# Prime constant

The prime constant is the real number $\rho$ whose $n$th binary digit is 1 if $n$ is prime and 0 if n is composite or 1.

In other words, $\rho$ is simply the number whose binary expansion corresponds to the indicator function of the set of prime numbers. That is,

$\rho = \sum_{p} \frac{1}{2^p} = \sum_{n=1}^\infty \frac{\chi_{\mathbb{P}}(n)}{2^n}$

where $p$ indicates a prime and $\chi_{\mathbb{P}}$ is the characteristic function of the primes.

The beginning of the decimal expansion of ρ is: $\rho = 0.414682509851111660248109622\ldots$ (sequence A051006 in OEIS)

The beginning of the binary expansion is: $\rho = 0.011010100010100010100010000\ldots_2$ (sequence A010051 in OEIS)

## Irrationality

The number $\rho$ is easily shown to be irrational. To see why, suppose it were rational.

Denote the $k$th digit of the binary expansion of $\rho$ by $r_k$. Then, since $\rho$ is assumed rational, there must exist $N$, $k$ positive integers such that $r_n=r_{n+ik}$ for all $n > N$ and all $i \in \mathbb{N}$.

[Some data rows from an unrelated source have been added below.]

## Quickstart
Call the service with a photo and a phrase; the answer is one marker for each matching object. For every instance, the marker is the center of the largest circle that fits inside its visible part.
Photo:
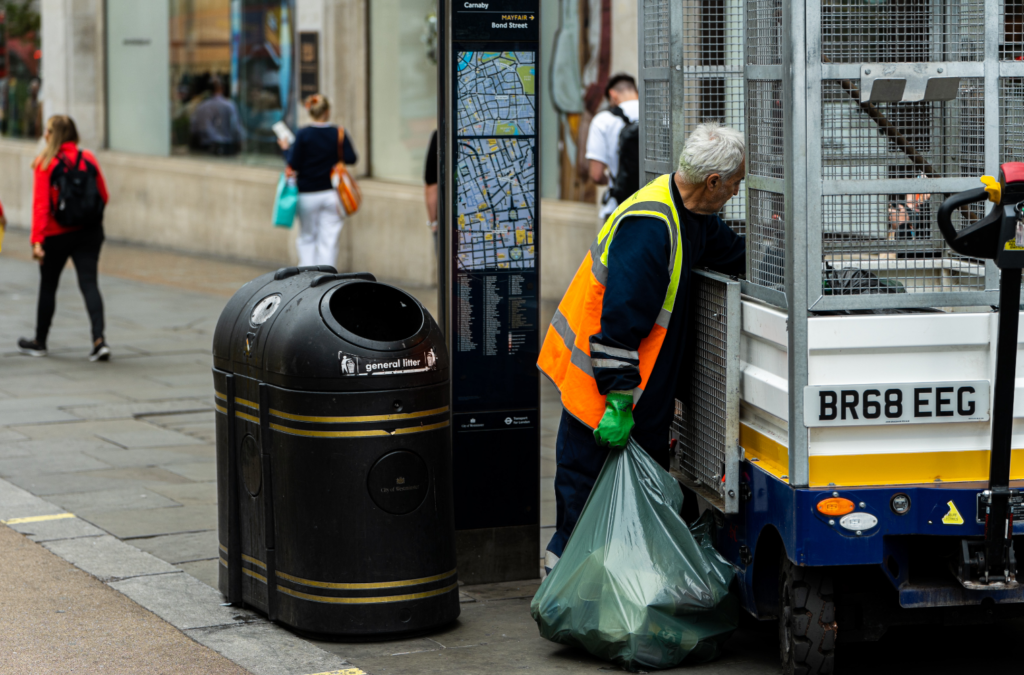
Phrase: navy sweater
(638, 280)
(313, 155)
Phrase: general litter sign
(919, 403)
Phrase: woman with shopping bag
(317, 150)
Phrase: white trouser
(321, 224)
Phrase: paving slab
(54, 483)
(113, 500)
(119, 457)
(18, 503)
(205, 571)
(147, 435)
(266, 649)
(129, 523)
(108, 558)
(57, 461)
(198, 471)
(205, 417)
(57, 619)
(184, 379)
(9, 435)
(126, 433)
(182, 601)
(48, 531)
(190, 493)
(125, 411)
(187, 547)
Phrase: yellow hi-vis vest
(565, 355)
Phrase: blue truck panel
(809, 539)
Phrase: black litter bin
(334, 467)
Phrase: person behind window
(216, 127)
(52, 243)
(312, 156)
(430, 187)
(602, 139)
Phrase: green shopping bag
(635, 586)
(286, 202)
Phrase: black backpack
(76, 201)
(627, 178)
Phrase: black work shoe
(100, 351)
(31, 347)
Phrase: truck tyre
(806, 621)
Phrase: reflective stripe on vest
(565, 355)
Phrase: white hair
(712, 148)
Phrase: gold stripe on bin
(356, 434)
(365, 586)
(367, 600)
(249, 558)
(356, 419)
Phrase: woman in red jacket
(53, 243)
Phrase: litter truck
(851, 418)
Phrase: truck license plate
(916, 403)
(1016, 506)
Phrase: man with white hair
(614, 348)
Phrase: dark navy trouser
(580, 460)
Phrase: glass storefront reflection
(231, 74)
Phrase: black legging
(83, 248)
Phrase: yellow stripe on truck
(906, 468)
(878, 468)
(772, 456)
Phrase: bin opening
(375, 311)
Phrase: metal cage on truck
(861, 118)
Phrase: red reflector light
(836, 506)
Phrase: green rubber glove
(614, 428)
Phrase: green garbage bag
(286, 202)
(635, 586)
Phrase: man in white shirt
(602, 139)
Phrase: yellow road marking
(353, 586)
(367, 600)
(38, 518)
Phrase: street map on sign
(495, 203)
(496, 93)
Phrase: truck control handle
(967, 241)
(324, 279)
(285, 272)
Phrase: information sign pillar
(487, 141)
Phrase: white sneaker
(100, 352)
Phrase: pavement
(109, 557)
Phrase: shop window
(402, 88)
(232, 76)
(20, 109)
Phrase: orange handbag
(348, 190)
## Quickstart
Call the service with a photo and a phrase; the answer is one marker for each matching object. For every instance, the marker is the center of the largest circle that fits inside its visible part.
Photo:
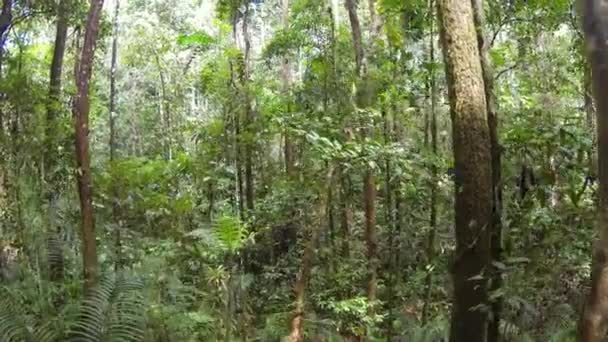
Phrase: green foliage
(199, 39)
(113, 311)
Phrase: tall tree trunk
(594, 322)
(112, 120)
(56, 267)
(6, 20)
(473, 175)
(165, 113)
(249, 191)
(80, 111)
(432, 88)
(496, 226)
(369, 184)
(286, 88)
(297, 322)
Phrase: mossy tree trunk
(473, 175)
(594, 321)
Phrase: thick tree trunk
(594, 321)
(496, 226)
(473, 176)
(112, 121)
(80, 111)
(297, 322)
(56, 267)
(369, 183)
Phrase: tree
(473, 175)
(80, 111)
(112, 121)
(363, 100)
(496, 225)
(56, 257)
(594, 321)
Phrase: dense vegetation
(308, 170)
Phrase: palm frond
(16, 325)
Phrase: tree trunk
(6, 20)
(80, 111)
(594, 321)
(473, 175)
(430, 248)
(286, 85)
(297, 322)
(496, 226)
(56, 267)
(113, 114)
(369, 185)
(249, 191)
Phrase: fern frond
(16, 325)
(114, 311)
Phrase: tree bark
(56, 267)
(473, 175)
(432, 85)
(286, 86)
(369, 184)
(297, 322)
(6, 19)
(496, 226)
(593, 326)
(80, 111)
(112, 143)
(249, 191)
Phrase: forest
(303, 170)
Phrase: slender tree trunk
(56, 265)
(249, 191)
(240, 196)
(297, 322)
(165, 112)
(6, 19)
(594, 322)
(496, 226)
(369, 184)
(390, 222)
(80, 111)
(346, 213)
(430, 248)
(473, 175)
(286, 88)
(113, 114)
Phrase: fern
(112, 312)
(17, 326)
(230, 232)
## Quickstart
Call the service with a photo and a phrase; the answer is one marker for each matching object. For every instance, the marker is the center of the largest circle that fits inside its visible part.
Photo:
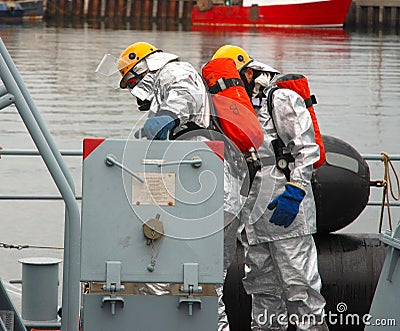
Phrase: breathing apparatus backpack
(232, 111)
(299, 84)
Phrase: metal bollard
(39, 288)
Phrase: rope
(387, 182)
(19, 247)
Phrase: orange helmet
(237, 54)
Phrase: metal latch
(190, 286)
(113, 285)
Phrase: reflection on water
(354, 75)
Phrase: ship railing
(15, 92)
(78, 153)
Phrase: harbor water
(354, 75)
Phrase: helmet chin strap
(248, 86)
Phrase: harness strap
(312, 100)
(224, 83)
(268, 160)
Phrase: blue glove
(286, 205)
(158, 127)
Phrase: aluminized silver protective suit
(281, 270)
(177, 90)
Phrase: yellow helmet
(236, 53)
(132, 55)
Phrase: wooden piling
(375, 13)
(379, 13)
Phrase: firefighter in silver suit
(279, 215)
(174, 95)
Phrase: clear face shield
(108, 71)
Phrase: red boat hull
(330, 13)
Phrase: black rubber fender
(341, 186)
(349, 266)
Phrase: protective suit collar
(157, 60)
(261, 66)
(144, 90)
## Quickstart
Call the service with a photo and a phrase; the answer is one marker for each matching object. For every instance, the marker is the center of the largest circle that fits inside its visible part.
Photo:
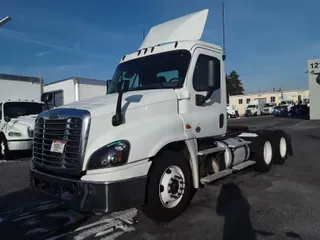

Since there are an infinite number of primes, we may choose a prime $p > N$. By definition we see that $r_p=1$. As noted, we have $r_p=r_{p+ik}$ for all $i \in \mathbb{N}$. Now consider the case $i=p$. We have $r_{p+i \cdot k}=r_{p+p \cdot k}=r_{p(k+1)}=0$, since $p(k+1)$ is composite because $k+1 \geq 2$. Since $r_p \neq r_{p(k+1)}$ we see that $\rho$ is irrational.